La reputazione di Albert Finney a quel punto, era quella di una vera star. Cosa che non lo spinse però a disperdersi in progetti smaccatamente commerciali. Continuò a selezionare con una certa cura i suoi ruoli, scegliendosi quasi sempre dei caratteri di personaggi in crisi, come lo splendido protagonista di Due per la strada (1967) di Stanley Donen, nel quale con Audrey Hepburn forma una coppia sul punto di separarsi. Il film ne ripercorre le traversie sentimentali, sfociando in un ritratto pungente e dolceamaro della vita matrimoniale che è tra i più esatti e coinvolgenti che si siano mai visti sullo schermo, anche grazie a due attori in stato di grazia.
Nello stesso anno L’errore di vivere fu anche l’unico esperimento di Albert Finney da regista, sottovalutato ma efficace ritratto di uno scrittore di successo, da lui stesso interpretato, consumato però dal senso del fallimento e dai difficili rapporti con i suoi familiari. Nel 1972 produsse e interpretò Sequestro pericoloso, primo film di un regista destinato a grandi cose, Stephen Frears, e nel 1974 interpretò con grande ironia l’investigatore Poirot nella versione di Sidney Lumet del classico Assassinio sull’Orient Express di Sidney Lumet, che gli valse la seconda nomination come miglior attore.
Nella sua lunga ma attenta carriera Albert Finney ha sempre saputo trovare pochi, selezionati ruoli all’altezza del suo talento. Per gli anni Ottanta possono segnalarsi il vecchio attore di teatro all’ennesima replica del Re Lear in Servo di Scena (1983), altra nomination, in cui conduce un gioco a due di alta scuola britannica accanto a Tom Courtenay, altro volto iconico del Free Cinema. L’anno successivo è la volta di Sotto il vulcano di John Huston (quarta nomination), tratto dal romanzo di Malcom Lowry, parabola autodistruttiva su un uomo che annega nell’alcool il dolore per l’abbandono della moglie.
Gli anni Novanta si aprono con lo straordinario ruolo del boss ebreo in Crocevia della morte (1990), raffinatissima variazione sul tema del noir dei fratelli Coen – a conferma del fatto che Finney ha sempre saputo scegliere molto bene i suoi registi, individuando anche quelli nuovi di sicuro talento – e si chiudono con Erin Brockovich – Forte come la verità di Steven Soderbergh, in cui è l’avvocato di mezza tacca che assume una segretaria che sa trovare le prove per mettere in ginocchio una grande società corrotta. Un altro brillante duetto d’attori che diede a Julia Roberts l’Oscar, mentre Finney dovette accontentarsi della quinta nomination.

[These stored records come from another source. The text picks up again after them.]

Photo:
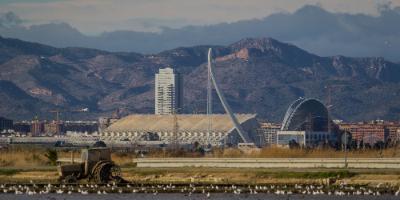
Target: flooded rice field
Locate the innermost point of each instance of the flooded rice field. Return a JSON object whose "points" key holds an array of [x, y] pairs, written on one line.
{"points": [[192, 191]]}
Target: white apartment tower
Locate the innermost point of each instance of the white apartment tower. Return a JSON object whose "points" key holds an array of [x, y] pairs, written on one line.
{"points": [[168, 92]]}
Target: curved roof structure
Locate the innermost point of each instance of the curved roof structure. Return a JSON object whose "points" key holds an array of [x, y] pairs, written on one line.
{"points": [[185, 122], [306, 114]]}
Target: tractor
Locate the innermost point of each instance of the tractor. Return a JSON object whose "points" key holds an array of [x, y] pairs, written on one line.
{"points": [[94, 165]]}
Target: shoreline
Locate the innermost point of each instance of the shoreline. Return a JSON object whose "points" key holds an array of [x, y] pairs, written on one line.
{"points": [[221, 176]]}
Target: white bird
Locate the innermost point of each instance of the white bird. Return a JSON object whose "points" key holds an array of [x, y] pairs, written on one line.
{"points": [[84, 192], [59, 191]]}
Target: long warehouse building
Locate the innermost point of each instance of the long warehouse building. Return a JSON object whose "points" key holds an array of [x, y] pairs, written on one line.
{"points": [[182, 129]]}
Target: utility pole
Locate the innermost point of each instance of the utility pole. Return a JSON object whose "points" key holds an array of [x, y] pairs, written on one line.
{"points": [[175, 143], [345, 149], [209, 98]]}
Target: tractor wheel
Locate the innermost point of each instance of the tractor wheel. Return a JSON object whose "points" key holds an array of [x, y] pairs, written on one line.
{"points": [[102, 172], [70, 179]]}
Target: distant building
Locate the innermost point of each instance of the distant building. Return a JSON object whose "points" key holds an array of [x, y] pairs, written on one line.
{"points": [[23, 127], [307, 122], [184, 129], [372, 132], [54, 128], [105, 122], [266, 134], [81, 126], [37, 127], [5, 124], [168, 92], [304, 138]]}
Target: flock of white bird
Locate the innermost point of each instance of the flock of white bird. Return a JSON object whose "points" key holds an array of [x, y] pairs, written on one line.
{"points": [[84, 189]]}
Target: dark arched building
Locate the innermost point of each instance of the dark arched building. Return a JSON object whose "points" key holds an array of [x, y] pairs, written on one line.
{"points": [[306, 115], [307, 123]]}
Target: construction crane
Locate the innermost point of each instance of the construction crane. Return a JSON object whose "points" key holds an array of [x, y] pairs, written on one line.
{"points": [[58, 112]]}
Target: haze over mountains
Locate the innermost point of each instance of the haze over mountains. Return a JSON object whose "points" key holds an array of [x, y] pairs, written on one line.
{"points": [[311, 27], [257, 75]]}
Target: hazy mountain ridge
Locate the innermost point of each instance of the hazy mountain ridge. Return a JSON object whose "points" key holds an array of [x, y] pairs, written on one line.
{"points": [[260, 75], [311, 27]]}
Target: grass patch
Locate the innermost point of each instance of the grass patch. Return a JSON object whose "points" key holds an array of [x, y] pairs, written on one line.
{"points": [[8, 172], [315, 175]]}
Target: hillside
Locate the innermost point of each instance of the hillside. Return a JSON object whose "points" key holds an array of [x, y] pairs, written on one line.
{"points": [[259, 75]]}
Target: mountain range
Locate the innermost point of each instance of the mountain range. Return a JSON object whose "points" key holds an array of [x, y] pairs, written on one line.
{"points": [[257, 75], [313, 28]]}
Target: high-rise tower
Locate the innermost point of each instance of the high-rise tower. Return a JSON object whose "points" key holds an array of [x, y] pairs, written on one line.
{"points": [[168, 92]]}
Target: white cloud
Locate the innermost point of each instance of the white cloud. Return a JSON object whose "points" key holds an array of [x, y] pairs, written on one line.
{"points": [[95, 16]]}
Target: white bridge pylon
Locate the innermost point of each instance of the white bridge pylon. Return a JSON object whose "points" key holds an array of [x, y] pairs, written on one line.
{"points": [[241, 132]]}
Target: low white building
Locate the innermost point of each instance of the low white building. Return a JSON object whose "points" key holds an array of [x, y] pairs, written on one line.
{"points": [[304, 138]]}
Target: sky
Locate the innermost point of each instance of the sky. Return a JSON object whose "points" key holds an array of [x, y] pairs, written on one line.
{"points": [[96, 16]]}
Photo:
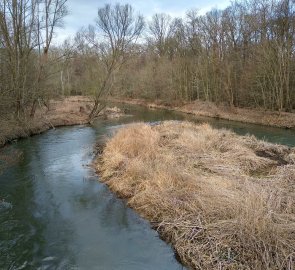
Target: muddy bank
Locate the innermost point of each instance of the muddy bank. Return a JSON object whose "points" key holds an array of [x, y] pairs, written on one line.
{"points": [[224, 201], [209, 109], [64, 112]]}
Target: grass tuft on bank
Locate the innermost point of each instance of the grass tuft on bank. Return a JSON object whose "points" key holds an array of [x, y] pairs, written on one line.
{"points": [[224, 201]]}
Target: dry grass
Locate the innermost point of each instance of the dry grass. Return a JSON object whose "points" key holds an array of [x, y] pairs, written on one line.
{"points": [[64, 112], [210, 109], [224, 201]]}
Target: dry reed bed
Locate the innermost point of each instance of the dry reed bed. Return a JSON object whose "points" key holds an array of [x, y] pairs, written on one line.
{"points": [[224, 201]]}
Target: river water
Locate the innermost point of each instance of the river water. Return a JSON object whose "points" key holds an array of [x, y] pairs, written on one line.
{"points": [[56, 215]]}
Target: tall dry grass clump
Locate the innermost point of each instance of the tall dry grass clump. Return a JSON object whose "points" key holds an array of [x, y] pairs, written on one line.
{"points": [[224, 201]]}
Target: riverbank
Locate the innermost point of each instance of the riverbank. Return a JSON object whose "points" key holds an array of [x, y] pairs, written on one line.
{"points": [[64, 112], [209, 109], [223, 201]]}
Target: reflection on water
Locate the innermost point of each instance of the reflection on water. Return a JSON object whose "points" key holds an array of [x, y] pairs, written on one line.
{"points": [[61, 217]]}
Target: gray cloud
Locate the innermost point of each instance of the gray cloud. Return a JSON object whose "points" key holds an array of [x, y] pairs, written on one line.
{"points": [[83, 12]]}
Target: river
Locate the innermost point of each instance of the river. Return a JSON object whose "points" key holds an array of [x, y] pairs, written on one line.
{"points": [[56, 215]]}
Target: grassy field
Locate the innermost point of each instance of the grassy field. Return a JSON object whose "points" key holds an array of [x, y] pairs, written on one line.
{"points": [[224, 201]]}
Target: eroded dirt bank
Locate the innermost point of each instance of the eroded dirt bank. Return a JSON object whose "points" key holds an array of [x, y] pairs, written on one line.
{"points": [[209, 109], [64, 112], [224, 201]]}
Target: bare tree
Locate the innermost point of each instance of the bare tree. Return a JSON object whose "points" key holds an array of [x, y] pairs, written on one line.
{"points": [[116, 30]]}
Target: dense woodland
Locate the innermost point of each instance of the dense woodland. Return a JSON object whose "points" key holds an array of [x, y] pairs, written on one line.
{"points": [[242, 56]]}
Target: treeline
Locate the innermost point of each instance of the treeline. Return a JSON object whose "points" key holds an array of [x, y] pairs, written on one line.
{"points": [[28, 61], [240, 56]]}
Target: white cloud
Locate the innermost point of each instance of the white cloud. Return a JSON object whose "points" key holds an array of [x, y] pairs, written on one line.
{"points": [[83, 12]]}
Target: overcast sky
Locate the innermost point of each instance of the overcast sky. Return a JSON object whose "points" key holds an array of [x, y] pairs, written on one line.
{"points": [[83, 12]]}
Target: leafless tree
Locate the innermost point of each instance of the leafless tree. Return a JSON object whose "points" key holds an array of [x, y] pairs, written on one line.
{"points": [[115, 32]]}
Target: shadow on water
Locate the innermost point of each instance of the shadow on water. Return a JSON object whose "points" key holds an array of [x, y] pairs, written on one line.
{"points": [[61, 217]]}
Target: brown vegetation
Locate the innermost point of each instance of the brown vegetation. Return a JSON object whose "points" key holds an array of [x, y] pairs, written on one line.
{"points": [[224, 201], [64, 112], [210, 109]]}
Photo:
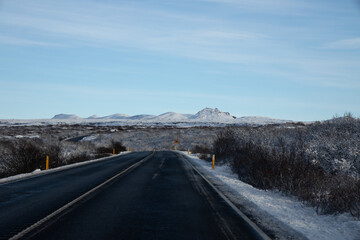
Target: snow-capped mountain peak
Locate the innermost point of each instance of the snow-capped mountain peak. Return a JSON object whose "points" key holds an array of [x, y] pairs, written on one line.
{"points": [[206, 115], [66, 116], [213, 115]]}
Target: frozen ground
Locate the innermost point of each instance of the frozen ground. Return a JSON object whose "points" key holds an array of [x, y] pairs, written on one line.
{"points": [[39, 172], [284, 209]]}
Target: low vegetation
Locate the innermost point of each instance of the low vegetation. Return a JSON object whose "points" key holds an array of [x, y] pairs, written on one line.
{"points": [[319, 164], [27, 155]]}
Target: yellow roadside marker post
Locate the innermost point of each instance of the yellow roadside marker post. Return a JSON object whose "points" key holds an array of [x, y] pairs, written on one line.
{"points": [[176, 142], [213, 161], [47, 163]]}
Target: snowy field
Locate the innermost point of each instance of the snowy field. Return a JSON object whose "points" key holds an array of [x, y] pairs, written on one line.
{"points": [[287, 210]]}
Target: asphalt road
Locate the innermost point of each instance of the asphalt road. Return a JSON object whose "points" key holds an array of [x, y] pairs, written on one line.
{"points": [[163, 198]]}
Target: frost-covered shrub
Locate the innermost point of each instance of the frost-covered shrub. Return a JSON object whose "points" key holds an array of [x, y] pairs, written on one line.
{"points": [[318, 163]]}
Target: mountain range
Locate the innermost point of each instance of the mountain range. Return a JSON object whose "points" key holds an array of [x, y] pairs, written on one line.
{"points": [[206, 115]]}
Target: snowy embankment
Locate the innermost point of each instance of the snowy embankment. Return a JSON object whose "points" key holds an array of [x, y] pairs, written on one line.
{"points": [[287, 210], [43, 172]]}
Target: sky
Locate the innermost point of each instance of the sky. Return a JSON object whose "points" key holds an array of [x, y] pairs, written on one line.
{"points": [[286, 59]]}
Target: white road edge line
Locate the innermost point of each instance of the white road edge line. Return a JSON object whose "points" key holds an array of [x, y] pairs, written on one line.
{"points": [[250, 223], [66, 206]]}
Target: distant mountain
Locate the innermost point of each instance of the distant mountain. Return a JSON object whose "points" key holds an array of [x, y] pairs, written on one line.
{"points": [[212, 115], [116, 116], [142, 117], [66, 116], [173, 117], [207, 115], [256, 120]]}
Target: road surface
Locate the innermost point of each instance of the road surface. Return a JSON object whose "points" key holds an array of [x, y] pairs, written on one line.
{"points": [[160, 197]]}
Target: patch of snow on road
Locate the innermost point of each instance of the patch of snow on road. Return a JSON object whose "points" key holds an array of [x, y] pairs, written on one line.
{"points": [[293, 213]]}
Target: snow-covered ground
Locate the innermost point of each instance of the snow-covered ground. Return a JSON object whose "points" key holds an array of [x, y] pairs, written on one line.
{"points": [[287, 210], [40, 172]]}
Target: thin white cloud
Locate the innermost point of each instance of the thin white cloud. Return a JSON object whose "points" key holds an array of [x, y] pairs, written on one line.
{"points": [[26, 42], [345, 44]]}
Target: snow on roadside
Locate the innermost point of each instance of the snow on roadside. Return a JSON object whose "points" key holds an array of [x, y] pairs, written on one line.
{"points": [[295, 214], [43, 172]]}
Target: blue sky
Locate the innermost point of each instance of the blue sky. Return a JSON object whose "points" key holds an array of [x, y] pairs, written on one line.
{"points": [[289, 59]]}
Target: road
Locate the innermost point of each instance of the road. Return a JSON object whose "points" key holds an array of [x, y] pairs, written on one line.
{"points": [[162, 197]]}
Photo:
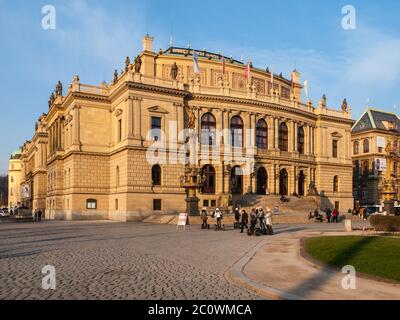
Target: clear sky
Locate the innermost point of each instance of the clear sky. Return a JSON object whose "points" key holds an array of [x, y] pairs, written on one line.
{"points": [[93, 37]]}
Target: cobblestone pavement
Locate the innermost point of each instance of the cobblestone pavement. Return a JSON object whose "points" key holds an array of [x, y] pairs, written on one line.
{"points": [[107, 260]]}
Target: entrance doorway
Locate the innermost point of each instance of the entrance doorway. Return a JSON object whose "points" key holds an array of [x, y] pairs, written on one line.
{"points": [[262, 181], [283, 183]]}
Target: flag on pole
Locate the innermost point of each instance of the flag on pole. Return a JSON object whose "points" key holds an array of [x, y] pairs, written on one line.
{"points": [[306, 88], [196, 68], [247, 73], [223, 66]]}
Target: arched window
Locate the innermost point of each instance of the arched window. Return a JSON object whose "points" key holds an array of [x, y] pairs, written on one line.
{"points": [[237, 131], [208, 172], [300, 140], [208, 126], [117, 177], [283, 137], [336, 184], [366, 146], [356, 147], [262, 134], [156, 175]]}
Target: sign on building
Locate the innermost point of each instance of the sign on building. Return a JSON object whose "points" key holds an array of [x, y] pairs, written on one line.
{"points": [[380, 164], [183, 221]]}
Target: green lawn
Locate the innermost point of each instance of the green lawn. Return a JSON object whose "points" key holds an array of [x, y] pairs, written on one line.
{"points": [[379, 256]]}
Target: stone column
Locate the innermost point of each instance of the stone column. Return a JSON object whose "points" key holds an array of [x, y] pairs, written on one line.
{"points": [[76, 123], [276, 139], [129, 117], [137, 114]]}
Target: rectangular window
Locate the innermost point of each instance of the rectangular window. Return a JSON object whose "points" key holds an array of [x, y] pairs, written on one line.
{"points": [[156, 128], [334, 148], [157, 204], [91, 204], [119, 130]]}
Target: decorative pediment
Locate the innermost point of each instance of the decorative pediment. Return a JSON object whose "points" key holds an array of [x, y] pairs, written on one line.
{"points": [[118, 112], [157, 109], [336, 135]]}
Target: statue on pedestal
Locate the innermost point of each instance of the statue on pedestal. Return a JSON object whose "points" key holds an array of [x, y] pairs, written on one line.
{"points": [[174, 71], [138, 64]]}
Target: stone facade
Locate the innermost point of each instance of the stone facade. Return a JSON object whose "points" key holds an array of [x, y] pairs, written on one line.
{"points": [[97, 139], [370, 135]]}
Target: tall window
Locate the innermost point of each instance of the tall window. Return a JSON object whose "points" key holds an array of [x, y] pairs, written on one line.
{"points": [[119, 130], [156, 128], [334, 148], [300, 140], [356, 147], [237, 131], [283, 137], [336, 184], [208, 126], [366, 146], [156, 175], [262, 134], [117, 177]]}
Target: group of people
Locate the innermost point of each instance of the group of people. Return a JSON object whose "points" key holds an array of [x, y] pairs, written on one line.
{"points": [[332, 216], [258, 220]]}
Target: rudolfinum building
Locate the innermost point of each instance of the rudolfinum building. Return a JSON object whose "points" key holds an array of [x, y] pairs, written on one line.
{"points": [[89, 156]]}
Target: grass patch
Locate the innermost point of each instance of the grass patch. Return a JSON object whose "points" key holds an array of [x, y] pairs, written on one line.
{"points": [[377, 256]]}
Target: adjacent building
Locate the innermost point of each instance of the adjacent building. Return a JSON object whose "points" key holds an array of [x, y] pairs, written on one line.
{"points": [[113, 151], [370, 136]]}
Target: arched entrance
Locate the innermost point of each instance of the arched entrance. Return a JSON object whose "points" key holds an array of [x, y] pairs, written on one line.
{"points": [[209, 179], [301, 183], [237, 180], [283, 183], [262, 181]]}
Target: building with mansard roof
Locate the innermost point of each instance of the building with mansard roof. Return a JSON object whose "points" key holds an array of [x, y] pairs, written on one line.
{"points": [[94, 155], [370, 136]]}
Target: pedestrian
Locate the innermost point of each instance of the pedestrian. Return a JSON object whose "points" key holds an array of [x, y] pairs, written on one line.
{"points": [[204, 218], [335, 215], [237, 218], [253, 222], [245, 220], [328, 213]]}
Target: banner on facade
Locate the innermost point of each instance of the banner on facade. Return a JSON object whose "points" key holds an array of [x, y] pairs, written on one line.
{"points": [[25, 191], [380, 164], [381, 142]]}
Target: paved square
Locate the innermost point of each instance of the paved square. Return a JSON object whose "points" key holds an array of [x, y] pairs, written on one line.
{"points": [[107, 260]]}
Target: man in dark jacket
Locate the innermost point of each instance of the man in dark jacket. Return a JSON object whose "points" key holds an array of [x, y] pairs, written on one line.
{"points": [[245, 220]]}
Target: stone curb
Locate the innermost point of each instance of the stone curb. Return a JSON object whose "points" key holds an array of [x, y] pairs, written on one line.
{"points": [[236, 276]]}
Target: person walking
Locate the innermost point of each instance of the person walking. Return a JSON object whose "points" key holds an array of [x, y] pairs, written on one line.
{"points": [[335, 215], [245, 220], [328, 213]]}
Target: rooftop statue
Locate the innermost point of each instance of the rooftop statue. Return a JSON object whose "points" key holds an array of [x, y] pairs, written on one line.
{"points": [[344, 105], [59, 89], [127, 64], [174, 71]]}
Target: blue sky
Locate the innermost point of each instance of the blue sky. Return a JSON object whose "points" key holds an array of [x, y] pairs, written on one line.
{"points": [[92, 38]]}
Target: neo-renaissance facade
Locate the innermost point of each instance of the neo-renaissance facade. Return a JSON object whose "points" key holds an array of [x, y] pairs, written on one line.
{"points": [[88, 158], [370, 136]]}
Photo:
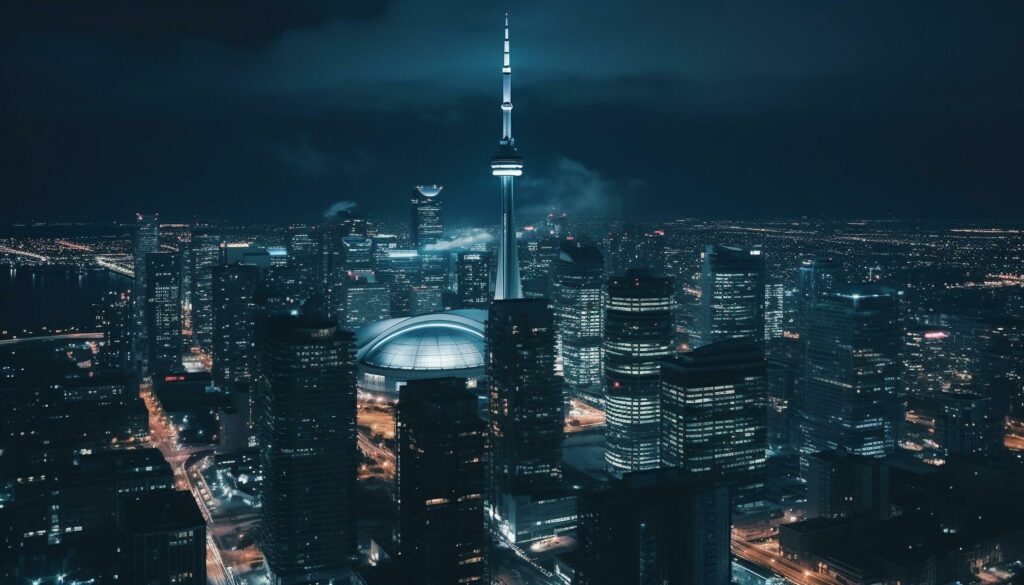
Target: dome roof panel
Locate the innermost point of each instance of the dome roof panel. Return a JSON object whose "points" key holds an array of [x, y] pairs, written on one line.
{"points": [[428, 345]]}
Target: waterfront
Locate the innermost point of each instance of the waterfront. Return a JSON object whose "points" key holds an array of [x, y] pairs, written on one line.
{"points": [[42, 299]]}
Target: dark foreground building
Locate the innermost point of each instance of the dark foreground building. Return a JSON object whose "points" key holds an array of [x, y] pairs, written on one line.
{"points": [[441, 483], [165, 540], [306, 421], [526, 421], [714, 415], [663, 526]]}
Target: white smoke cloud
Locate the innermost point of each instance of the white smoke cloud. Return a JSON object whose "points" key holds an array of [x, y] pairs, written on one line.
{"points": [[570, 187], [464, 241], [339, 207]]}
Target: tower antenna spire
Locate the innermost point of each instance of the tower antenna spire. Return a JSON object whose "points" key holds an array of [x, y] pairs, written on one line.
{"points": [[506, 165]]}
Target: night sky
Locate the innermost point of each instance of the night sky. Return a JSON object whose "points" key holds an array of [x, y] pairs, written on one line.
{"points": [[272, 111]]}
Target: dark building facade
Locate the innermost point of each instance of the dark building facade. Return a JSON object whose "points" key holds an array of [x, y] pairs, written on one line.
{"points": [[525, 411], [114, 319], [852, 398], [426, 225], [306, 432], [637, 336], [441, 483], [163, 311], [579, 302], [474, 280], [204, 256], [235, 314], [165, 539], [146, 241], [660, 526], [840, 485], [714, 415], [732, 294]]}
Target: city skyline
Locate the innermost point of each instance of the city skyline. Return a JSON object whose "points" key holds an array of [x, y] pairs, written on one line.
{"points": [[723, 111], [599, 388]]}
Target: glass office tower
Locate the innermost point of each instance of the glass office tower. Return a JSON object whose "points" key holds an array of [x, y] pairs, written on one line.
{"points": [[638, 335]]}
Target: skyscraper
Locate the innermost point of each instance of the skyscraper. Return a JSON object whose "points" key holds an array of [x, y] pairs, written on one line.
{"points": [[579, 304], [440, 460], [306, 429], [304, 256], [537, 256], [474, 280], [507, 164], [815, 278], [714, 415], [851, 385], [163, 311], [663, 526], [146, 241], [732, 294], [774, 310], [365, 302], [400, 272], [114, 318], [235, 314], [426, 225], [526, 414], [334, 270], [841, 485], [638, 336]]}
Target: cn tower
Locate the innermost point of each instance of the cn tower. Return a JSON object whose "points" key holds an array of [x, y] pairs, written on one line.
{"points": [[506, 165]]}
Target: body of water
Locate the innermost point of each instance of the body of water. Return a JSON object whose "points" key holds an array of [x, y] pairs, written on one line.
{"points": [[55, 297]]}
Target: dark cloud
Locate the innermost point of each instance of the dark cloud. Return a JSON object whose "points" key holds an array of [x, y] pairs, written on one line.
{"points": [[274, 110]]}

Negli anni Duemila scegliamo altri due titoli straordinari, che confermano anche in tarda età il talento e la misura di Albert Finney: Big Fish (2003) di Tim Burton, dove interpreta, da anziano, Edward Bloom (da giovane è Ewan McGregor), un uomo innamorato della forza inventiva della parola, un umanista che crede al potere salvifico della fantasia come guida della vita; agli antipodi, invece, è Onora il padre e la madre (2007) di Sidney Lumet, agghiacciante ritratto di una famiglia in cui i due figli maschi escogitano un piano per svaligiare la gioielleria del padre Albert Finney, una storia pessimista e senza speranza in cui l’attore inglese è ancora al meglio del suo multiforme talento recitativo. Gli ultimi suoi ruoli, nel 2012, furono negli action The Bourne Legacy e Skyfall di Sam Mendes, uno dei migliori Bond movie di sempre, in cui Finney incarna una sorta di figura paterna dell’agente segreto.